Updated 19th September 2005 - included link (below) to aforementioned Nature article
Business Intelligence (BI):The way it is without the blah blah.
I love BI and I want you to love it too. Why? Because I think it can benefit mankind; not just because it can contribute to wealth creation by contributing to more efficient business but also because the supporting technology could make a massive contribution to science and a host of other human pursuits, if only it were more widely understood, appreciated and consequently adopted. I guess we’ll need to find a new term for the technology before we can reach that plateau.
Business Intelligence, as a term, was coined by Howard Dresner (of Gartner) in 1996; well that’s what I read somewhere sometime. He may have coined the term but I don’t believe he defined it; for two reasons.
Firstly, I haven’t found any definition that looks remotely like a definition. Howard works for Gartner and Gartner doesn’t appear to do anything with such few words as might make for the kind of definition you expect from a dictionary. Having been to a Gartner BI conference, I’m quite convinced they would find it a challenge to describe something as simple as flicking a light switch in anything less than a 500k pdf.

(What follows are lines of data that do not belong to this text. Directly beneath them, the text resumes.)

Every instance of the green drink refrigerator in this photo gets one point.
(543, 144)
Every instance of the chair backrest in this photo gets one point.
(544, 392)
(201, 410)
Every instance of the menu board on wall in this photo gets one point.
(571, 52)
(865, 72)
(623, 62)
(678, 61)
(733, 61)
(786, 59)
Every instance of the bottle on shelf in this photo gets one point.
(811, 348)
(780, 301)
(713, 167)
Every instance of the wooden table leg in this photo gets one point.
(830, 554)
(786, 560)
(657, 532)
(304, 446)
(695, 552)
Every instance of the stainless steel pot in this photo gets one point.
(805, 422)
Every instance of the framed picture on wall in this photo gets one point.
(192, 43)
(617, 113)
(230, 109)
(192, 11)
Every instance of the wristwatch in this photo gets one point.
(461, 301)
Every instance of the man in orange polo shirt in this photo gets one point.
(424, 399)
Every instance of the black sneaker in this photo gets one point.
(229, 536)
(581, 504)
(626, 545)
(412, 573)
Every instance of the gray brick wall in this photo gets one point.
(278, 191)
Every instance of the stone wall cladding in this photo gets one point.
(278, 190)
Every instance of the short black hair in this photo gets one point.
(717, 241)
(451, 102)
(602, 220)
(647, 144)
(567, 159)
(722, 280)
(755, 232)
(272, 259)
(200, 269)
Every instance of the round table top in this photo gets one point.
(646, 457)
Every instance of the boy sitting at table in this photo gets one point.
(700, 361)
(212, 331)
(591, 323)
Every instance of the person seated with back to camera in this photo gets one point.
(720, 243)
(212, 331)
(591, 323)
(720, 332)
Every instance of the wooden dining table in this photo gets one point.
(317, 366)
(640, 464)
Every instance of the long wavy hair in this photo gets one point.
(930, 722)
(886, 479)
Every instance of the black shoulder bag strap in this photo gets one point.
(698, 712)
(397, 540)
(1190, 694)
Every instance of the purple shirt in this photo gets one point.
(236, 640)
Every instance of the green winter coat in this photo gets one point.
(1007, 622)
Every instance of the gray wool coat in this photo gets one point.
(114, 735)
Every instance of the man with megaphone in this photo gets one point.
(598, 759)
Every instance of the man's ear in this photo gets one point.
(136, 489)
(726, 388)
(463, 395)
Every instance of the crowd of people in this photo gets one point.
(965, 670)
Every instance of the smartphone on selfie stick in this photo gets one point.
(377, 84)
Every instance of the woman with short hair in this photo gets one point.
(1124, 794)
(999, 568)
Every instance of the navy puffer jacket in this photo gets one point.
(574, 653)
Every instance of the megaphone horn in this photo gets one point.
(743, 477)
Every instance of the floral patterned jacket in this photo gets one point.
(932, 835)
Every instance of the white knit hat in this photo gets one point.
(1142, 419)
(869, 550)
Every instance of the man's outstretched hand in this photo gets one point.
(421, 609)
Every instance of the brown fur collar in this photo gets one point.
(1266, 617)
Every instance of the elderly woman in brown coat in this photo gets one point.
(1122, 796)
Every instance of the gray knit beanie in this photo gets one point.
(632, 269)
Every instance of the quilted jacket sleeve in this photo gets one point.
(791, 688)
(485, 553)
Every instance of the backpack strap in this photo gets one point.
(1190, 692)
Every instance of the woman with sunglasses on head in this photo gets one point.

Secondly, a word or expression is defined by its common usage; it is this usage that earns it its place in a dictionary or accepted parlance. An obvious example is the word ‘gay’, a word the definition of which has been hijacked and redefined by common usage.
I’m now going to give you two definitions, one for the business person and one for the ITPro. Why two? Because these two groups speak a different language. Starting with the business persons’ definition, I give you this; Business Intelligence is:
“Knowing what you need to know, when you need to know it; then taking action based upon this knowledge.”
Now I run the risk of sounding like Donald Rumsfeld as I try to explain that sometimes, we don’t know actually what it is we need to know about. This of course does suggest as Mr Rumsfeld said, “….there are things we don’t know, we don’t know”, which when he said it caused half the world to collapse in a heap of laughter – but I think that was the context as much as anything else.
For the things ‘we don’t know, we don’t know’ we can use Data Mining to discover. Data Mining employs the huge amounts of computing power we have at our disposal to scan potentially vast quantities of data looking for patterns and trends we literally can’t see with the naked eye. Once Data Mining has uncovered these patterns and trends we can use them to make predictions as though they were rules. More on Data Mining later.
For the things ‘we know, we don’t know’ (I can’t help hearing Donald say these words), we traditionally turn to the relational database for the answer. Just for a moment lets assume our relational database contains the information we want; well that’s fair enough as it often does. However, when you go to your DBA and ask him/her, “can I have a report showing our top ten most profitable customers in each country we trade in”, they just hold on to their sides, fall off their stools, open their mouths and scream with laughter.
When, finally, the DBA wipes away the tears and stops repeatedly relapsing in to fits of hysteria every time they try and repeat your request; they finally repeat your question. Then, they manage to squeeze out probably the funniest question they’ve ever heard, “When do you want it by?” You just know that this question isn’t worth answering, anything you had in mind, even when multiplied by ten, is merely going to cause this DBA to explode like a life size jack-in-the-box. You walk off feeling stupid.
So why is this such a laughable request? The answer is that traditional relational databases really can’t answer questions like this in anything like a reasonable time scale. What’s worse is the data required to answer the question is often held in some particular source system or line of business application, like SAP, SAGE, bespoke or in house application; and possibly more than one such system. This kind of report can therefore impact the performance of those often critical systems to make the whole request doubly hysterical implausible. This assumes that actually combing the data, the units of measurement etc, from these systems is a formality – which of course it isn’t.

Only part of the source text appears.